1993 Winnipeg Free Press

Ming Court restaurant was created by Tom Yung and his wife in 1979 at the corner of Broadway and Donald. In a Free Press "advertorial" in 1997, Yung said: “When we started, we were the very first Northern Chinese restaurant in the city.… I knew it was a big gamble, but I was ready to work very, very hard.”  In 1987 they relocated to 236 Edmonton Street.
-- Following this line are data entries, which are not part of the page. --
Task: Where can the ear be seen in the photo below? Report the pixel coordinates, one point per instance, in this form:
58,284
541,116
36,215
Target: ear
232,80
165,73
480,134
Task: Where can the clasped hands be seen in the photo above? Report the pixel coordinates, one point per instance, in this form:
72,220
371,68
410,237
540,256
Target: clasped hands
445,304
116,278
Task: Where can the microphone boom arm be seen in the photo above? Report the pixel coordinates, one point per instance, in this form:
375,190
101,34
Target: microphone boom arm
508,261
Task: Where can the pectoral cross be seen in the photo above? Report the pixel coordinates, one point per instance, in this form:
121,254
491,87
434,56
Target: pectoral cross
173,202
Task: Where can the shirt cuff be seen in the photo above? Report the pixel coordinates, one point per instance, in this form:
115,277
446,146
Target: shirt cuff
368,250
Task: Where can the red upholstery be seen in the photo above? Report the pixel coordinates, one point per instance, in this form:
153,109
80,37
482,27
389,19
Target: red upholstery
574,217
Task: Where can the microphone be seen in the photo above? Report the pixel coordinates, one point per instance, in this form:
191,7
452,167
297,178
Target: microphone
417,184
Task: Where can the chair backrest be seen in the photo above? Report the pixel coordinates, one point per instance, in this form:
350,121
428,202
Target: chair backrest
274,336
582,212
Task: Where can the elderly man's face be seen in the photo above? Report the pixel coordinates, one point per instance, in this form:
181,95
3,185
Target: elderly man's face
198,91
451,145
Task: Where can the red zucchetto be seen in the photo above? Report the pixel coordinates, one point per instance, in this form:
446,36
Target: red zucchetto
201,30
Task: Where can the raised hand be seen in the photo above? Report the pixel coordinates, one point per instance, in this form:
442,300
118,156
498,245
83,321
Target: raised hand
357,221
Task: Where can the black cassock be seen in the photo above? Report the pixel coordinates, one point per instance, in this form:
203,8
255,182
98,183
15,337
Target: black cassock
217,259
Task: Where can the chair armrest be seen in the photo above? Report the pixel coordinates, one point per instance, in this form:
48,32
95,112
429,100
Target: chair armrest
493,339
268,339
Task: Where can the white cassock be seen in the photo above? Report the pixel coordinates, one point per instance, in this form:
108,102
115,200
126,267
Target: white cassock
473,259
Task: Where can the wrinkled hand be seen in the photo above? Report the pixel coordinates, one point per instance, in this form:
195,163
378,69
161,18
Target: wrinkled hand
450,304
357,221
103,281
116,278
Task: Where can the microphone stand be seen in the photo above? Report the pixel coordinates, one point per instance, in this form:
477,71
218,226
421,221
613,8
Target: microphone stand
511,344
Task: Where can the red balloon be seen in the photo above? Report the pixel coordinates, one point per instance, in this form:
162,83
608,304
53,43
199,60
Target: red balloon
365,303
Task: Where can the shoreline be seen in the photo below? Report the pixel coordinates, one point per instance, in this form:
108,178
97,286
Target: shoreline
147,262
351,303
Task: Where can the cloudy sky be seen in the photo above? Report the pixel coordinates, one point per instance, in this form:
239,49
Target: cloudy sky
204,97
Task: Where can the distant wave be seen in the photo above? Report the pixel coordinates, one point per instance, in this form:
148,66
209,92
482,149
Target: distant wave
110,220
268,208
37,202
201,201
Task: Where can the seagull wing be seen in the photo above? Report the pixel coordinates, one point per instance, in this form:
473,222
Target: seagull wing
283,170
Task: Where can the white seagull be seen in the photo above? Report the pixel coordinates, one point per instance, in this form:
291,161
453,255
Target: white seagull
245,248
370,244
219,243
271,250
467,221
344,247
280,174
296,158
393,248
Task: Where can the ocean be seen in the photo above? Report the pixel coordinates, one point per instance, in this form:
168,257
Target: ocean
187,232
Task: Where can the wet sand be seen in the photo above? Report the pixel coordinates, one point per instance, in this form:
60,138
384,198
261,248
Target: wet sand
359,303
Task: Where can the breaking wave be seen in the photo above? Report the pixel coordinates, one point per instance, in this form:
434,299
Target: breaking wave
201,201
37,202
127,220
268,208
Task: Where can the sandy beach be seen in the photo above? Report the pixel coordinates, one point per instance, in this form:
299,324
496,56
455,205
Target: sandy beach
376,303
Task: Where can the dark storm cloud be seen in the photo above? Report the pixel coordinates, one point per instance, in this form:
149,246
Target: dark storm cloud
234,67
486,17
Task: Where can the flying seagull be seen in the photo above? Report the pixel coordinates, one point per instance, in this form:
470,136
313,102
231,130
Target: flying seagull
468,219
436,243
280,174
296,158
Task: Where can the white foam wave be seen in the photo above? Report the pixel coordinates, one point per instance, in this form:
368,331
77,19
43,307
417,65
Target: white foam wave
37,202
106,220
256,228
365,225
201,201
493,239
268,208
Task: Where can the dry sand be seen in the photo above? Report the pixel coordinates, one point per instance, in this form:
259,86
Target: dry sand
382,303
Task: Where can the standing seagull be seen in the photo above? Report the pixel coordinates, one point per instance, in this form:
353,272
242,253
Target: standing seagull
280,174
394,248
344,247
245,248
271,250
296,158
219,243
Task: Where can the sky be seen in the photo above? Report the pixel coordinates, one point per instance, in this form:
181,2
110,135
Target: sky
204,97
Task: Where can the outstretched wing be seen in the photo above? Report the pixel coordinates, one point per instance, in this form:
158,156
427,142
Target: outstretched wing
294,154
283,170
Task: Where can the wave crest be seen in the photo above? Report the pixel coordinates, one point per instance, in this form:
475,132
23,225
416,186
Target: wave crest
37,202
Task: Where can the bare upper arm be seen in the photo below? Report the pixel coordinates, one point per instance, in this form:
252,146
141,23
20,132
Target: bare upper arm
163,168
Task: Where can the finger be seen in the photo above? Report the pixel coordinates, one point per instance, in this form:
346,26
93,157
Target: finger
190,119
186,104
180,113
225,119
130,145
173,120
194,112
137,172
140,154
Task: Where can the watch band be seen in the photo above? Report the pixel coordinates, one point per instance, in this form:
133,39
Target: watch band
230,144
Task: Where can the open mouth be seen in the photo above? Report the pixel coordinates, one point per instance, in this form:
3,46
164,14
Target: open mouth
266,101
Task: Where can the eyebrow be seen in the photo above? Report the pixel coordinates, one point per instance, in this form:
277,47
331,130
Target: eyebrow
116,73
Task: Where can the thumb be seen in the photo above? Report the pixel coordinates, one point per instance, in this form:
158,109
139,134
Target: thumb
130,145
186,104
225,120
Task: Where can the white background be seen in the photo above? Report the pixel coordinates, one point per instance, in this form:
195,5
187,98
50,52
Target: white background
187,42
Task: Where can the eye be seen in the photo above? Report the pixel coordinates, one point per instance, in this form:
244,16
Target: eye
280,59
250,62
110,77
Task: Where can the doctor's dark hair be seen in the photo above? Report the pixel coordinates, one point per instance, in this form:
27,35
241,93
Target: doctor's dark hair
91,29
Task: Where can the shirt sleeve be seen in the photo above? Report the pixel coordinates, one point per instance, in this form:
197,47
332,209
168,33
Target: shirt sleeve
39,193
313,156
In July 2015 new owners took over from the Yungs. They are currently renovating the property and plant to reopen under the same name in August 2015. During the exterior renovation, for a brief time, the original brick work was exposed, including a painted sign for Bonnycastle Travel.

I also found connections to two Winnipeg non-profit organizations. On January 11, 1940, while Campbell and Hyman, it hosted the first AGM of the Winnipeg Association of Big Brothers. For a few weeks in September 1971, while Bonnycastle Travel, the Winnipeg Jaycees used it as their mailing address for a conference they were hosting. It's unclear if either of the organizations had an office in the building.

(Above image courtesy of Winnipeg Architecture Foundation)


  1. Was this not a Hy's Steakhouse in 1973? I thought I remembered going with a friend when her Dad took her out for steak for her 14th birthday. I had never been to any restaurant fancier than the Paddlewheel at the Bay prior to that and just overwhelmed at how was at how posh this place was.